A second strength of their case analysis is found in the early chapters, placing in context definitions that might elude the average reader, as the death and dying terminology is sometimes conflated.  For example, how does the law distinguish terminal sedation, an arguably legally protected practice from voluntary active euthanasia?  Although the authors do not provide an in-depth philosophical discussion of such questions, the problems are nonetheless raised. 

To ground their consideration of case law, Svenson and Behuniak chart the unsuccessful efforts of PAS proponents to pass and implement death with dignity provisions in Oregon, Washington, California and New York.  The authors note "litigants representing three different interests [in Washington] joined to challenge the constitutionality of that state's prohibition against PAS" (p.36).  The litigants included a nonprofit corporation, Compassion in Dying, three terminally ill adult patients, and four physicians.  The authors highlight the text of Oregon's Death with Dignity Act of 1994, the only successful provision of its kind to pass a referendum vote.   PAS proponents in Washington who were defeated at the polls took their concerns to the judicial branch, as others did in New York at approximately the same time.  However, opponents also sought the courts.  In Oregon a group of litigants challenged the new legislation on grounds that it violated the constitution.  The authors follow these stories through appeals, the U.S. Supreme Court, and post-judicial actions.

Because the book's focus does not become apparent until Chapter Two, readers may find this slightly distracting.    For example, it is not explained within the first few pages that the book will follow three states along their journeys to address patient autonomy and physician-assisted suicide by studying referenda, statutes, cases, and judicial decisions.   

The authors conclude with executive, legislative and judicial responses to physician assisted suicide.   Each of the three cases, from Oregon, New York, and Washington, are ultimately addressed by the United States Supreme Court, and in each case, in 1997, the Court upholds state action, leaving the issue of physician assisted suicide to voters and legislators.  In this way, the law is ever evolving and represents the collective consciousness of a community. 

Behuniak and Svenson have collected a strong set of materials to enhance any discussion of physician-assisted suicide.  Their book belongs among the top few of critical guides to legislative and judicial rule-making in the PAS area. 

REFERENCES:

Paris, John J., and Kevin O'Connell.  1990.  "The Patient Self -Determination Act of 1990."  5 CLINICAL ETHICS REPORTER 1.

Veatch, Robert M.  1989. DEATH, DYING, AND THE BIOLOGICAL REVOLUTION: OUR LAST QUEST FOR RESPONSIBILITY.  New Haven: Yale University Press.

Westin, Alan F.  1952.  THE ANATOMY OF A CONSTITUTIONAL LAW CASE: YOUNGSTOWN SHEET & TUBE CO. v. SAWYER, THE STEEL SEIZURE DECISION.  New York: Columbia University Press.

CASE REFERENCES:

BARBER v. SUPERIOR COURT, 147 Cal. App. 3d 1006, 195 Cal. Rptr. 484 (Ct. App. 1983).

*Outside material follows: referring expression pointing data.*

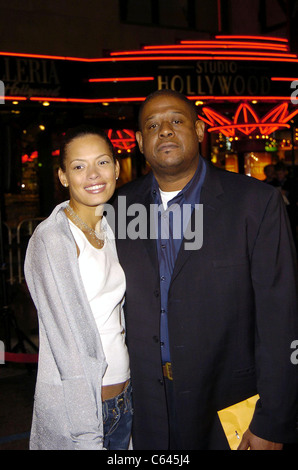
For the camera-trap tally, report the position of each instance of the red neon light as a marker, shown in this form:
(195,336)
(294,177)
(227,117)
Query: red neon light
(262,38)
(13,98)
(283,79)
(138,99)
(184,51)
(246,120)
(221,45)
(122,79)
(124,139)
(85,100)
(237,98)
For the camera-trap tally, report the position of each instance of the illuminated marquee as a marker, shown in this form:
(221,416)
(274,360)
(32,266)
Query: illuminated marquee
(246,120)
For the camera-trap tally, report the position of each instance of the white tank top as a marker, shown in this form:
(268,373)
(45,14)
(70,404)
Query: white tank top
(104,282)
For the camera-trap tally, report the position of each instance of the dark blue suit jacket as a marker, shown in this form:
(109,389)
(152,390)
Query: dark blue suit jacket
(232,317)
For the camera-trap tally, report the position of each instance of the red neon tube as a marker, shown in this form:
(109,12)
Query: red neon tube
(122,79)
(262,38)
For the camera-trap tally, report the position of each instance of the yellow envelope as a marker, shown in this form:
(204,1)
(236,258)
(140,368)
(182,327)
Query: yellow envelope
(236,418)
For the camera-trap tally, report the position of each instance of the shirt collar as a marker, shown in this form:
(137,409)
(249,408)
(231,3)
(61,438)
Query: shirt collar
(190,194)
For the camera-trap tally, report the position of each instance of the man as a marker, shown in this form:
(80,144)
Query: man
(210,322)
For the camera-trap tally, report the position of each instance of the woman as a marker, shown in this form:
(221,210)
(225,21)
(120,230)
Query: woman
(83,393)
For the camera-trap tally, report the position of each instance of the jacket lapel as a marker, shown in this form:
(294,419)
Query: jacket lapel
(211,200)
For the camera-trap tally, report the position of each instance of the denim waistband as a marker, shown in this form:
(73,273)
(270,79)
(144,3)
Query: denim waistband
(123,398)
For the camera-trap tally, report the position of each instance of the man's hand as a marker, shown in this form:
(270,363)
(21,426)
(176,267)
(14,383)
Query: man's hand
(252,442)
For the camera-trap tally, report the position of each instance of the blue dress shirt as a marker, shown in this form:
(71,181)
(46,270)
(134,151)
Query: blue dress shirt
(168,244)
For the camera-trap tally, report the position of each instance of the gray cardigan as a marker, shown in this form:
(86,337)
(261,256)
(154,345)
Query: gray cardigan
(67,404)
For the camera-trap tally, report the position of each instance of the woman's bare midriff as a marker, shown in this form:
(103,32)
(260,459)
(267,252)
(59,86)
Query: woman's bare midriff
(111,391)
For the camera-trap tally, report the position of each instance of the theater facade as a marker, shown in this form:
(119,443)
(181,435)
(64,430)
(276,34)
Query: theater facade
(245,89)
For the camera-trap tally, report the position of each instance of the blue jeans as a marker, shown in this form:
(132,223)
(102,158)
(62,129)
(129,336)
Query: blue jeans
(117,420)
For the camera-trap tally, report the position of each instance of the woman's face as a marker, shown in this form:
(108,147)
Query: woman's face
(90,171)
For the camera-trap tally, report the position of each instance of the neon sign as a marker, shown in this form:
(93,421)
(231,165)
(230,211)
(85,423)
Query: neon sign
(246,120)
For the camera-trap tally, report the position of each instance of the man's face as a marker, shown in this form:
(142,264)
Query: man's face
(170,136)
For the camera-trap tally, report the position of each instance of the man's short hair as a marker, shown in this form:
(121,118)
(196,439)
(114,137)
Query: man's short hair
(168,92)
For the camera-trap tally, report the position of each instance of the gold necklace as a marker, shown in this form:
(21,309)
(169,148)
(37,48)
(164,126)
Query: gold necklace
(98,237)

BROPHY v. NEW ENGLAND SINAI HOSPITAL, INC., 398 Mass. 417, 497 N.E. 2d. 626 (1986).

IN RE CONROY, 98 N.J. 321, 486 A.2d 1209 (1985).

CRUZAN v. MISSOURI DEPARTMENT OF HEALTH, 110 S. Ct. 2841 (1990).

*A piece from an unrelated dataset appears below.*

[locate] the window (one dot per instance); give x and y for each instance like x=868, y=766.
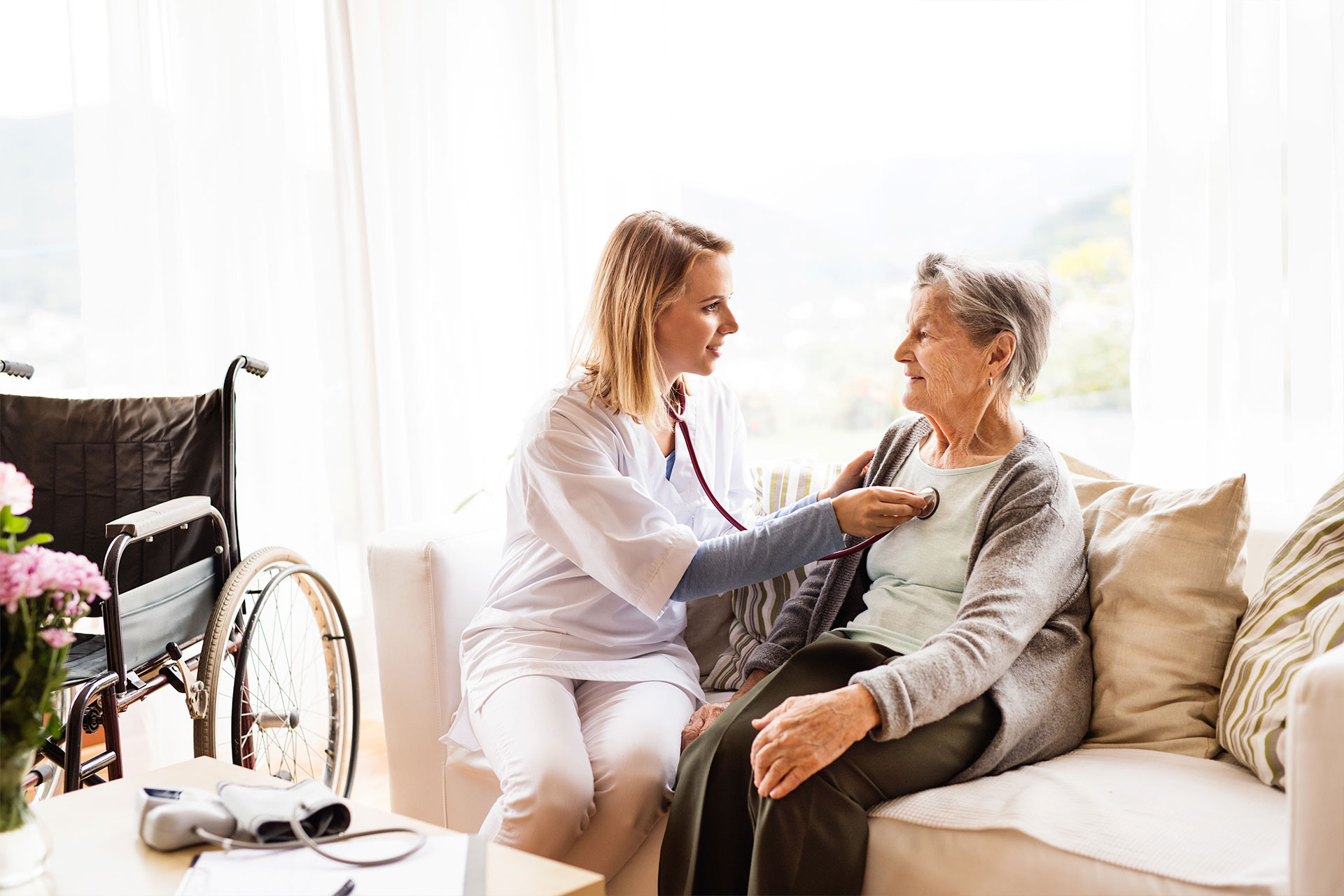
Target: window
x=838, y=153
x=39, y=257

IN RE DINERSTEIN, 6 Mass. App. Ct. 466, 380 N.E. 2d 134 (App. Ct. 1978).

IN RE JOBES, 210 N.J. Super. 543, 510 A.2d 133 (Super Ct. Ch. Div. April 23, 1986), review denied (N.J. March 10, 1986), cert. granted (N.J. Sept. 10, 1986), No. A-108/109, slip. Op. (N.J. June 24, 1987).

IN RE QUINLAN, 70 N.J. 10 (1976).

SCHLOENDORFF v. NEW YORK HOSPITAL, 211 NY 125 (1914).